All you need to do is count the number of 1's in a byte and check this
number is even.

(On a side note, I know of no direct way to do that in Java.

boolean even = true;
for(int i = 0; i < 8; i++) {
if((theByte & (1 << i)) != 0) {
even = !even;
}
}

Maybe?)

--
Mayeul

RVic
Guest
Posts: n/a

 07-29-2009
Well it appears from what I can discern that if

if(((int)theParityInPlace % 2) == (int) theParityAsZeroOrOne)

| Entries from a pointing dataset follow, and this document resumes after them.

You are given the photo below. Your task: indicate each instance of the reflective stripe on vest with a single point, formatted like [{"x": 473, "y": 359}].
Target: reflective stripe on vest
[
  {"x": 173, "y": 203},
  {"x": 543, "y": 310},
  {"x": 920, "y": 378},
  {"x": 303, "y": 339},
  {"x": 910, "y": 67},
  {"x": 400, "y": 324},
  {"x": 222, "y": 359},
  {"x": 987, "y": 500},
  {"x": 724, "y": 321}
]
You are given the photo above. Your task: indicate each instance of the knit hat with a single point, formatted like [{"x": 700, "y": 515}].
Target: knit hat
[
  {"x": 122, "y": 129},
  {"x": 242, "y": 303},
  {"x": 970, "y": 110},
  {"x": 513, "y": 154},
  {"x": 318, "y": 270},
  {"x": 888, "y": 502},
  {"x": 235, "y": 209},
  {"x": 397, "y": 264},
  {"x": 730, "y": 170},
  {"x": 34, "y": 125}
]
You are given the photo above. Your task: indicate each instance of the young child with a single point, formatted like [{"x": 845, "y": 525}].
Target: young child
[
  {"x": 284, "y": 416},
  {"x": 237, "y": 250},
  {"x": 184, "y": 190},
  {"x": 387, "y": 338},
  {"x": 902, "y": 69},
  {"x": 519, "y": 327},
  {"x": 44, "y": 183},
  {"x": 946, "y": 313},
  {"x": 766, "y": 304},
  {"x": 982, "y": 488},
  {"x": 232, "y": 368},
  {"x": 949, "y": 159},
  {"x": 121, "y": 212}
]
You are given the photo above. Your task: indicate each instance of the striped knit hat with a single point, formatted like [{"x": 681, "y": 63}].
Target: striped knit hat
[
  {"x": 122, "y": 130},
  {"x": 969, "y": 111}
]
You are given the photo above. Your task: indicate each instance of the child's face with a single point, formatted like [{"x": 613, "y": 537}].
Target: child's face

then it is even parity and it passes -- if I understand what is going
on correctly.

Lew
Guest
Posts: n/a

 07-29-2009
Mayeul wrote:
> Anyway, if all you want to do is to check for even parity, you need neither.
> All you need to do is count the number of 1's in a byte and check this
> number is even.
>
> (On a side note, I know of no direct way to do that in Java.
>
> boolean even = true;
> for(int i = 0; i < 8; i++) {
> * *if((theByte & (1 << i)) != 0) {
> * * *even = !even;
> * *}
>
> }
>

Not quite direct, but:

boolean evenParity =
((Integer.bitCount( theByte & 0xff ) & 0x01) == 0);

--
Lew

Roedy Green
Guest
Posts: n/a

 07-29-2009
On Wed, 29 Jul 2009 08:51:00 -0700 (PDT), RVic <(E-Mail Removed)>
wrote, quoted or indirectly quoted someone who said :

>If I have an inputstream, as a byte[], and I know that the stream is
>7E1 (7 bits with 1 parity bit, even parity) how do I break apart each
>byte in the byte array into the constituent 7 bits (as the ASCII code
>or integer representation) and the parity bit? Surely there must be
>some very efficient means for doing this? Thanks,

Shift, mask and test in a loop.
see http://mindprod.com/jgloss/parity.html
for sample code.
--
http://mindprod.com

The USA and Iraq are as mismatched combatants as Mike Tyson and a bag lady. Americans make themselves look ridiculous when they justify invading and occupying Iraq in self defence.

Roedy Green
Guest
Posts: n/a

 07-29-2009
On Wed, 29 Jul 2009 09:36:03 -0700 (PDT), RVic <(E-Mail Removed)>
wrote, quoted or indirectly quoted someone who said :

>boolean isEven = ((int)payload) % 2 == 0;

oops. That just tests the low order bit.

see http://mindprod.com/jgloss/parity.html
--
http://mindprod.com

The USA and Iraq are as mismatched combatants as Mike Tyson and a bag lady. Americans make themselves look ridiculous when they justify invading and occupying Iraq in self defence.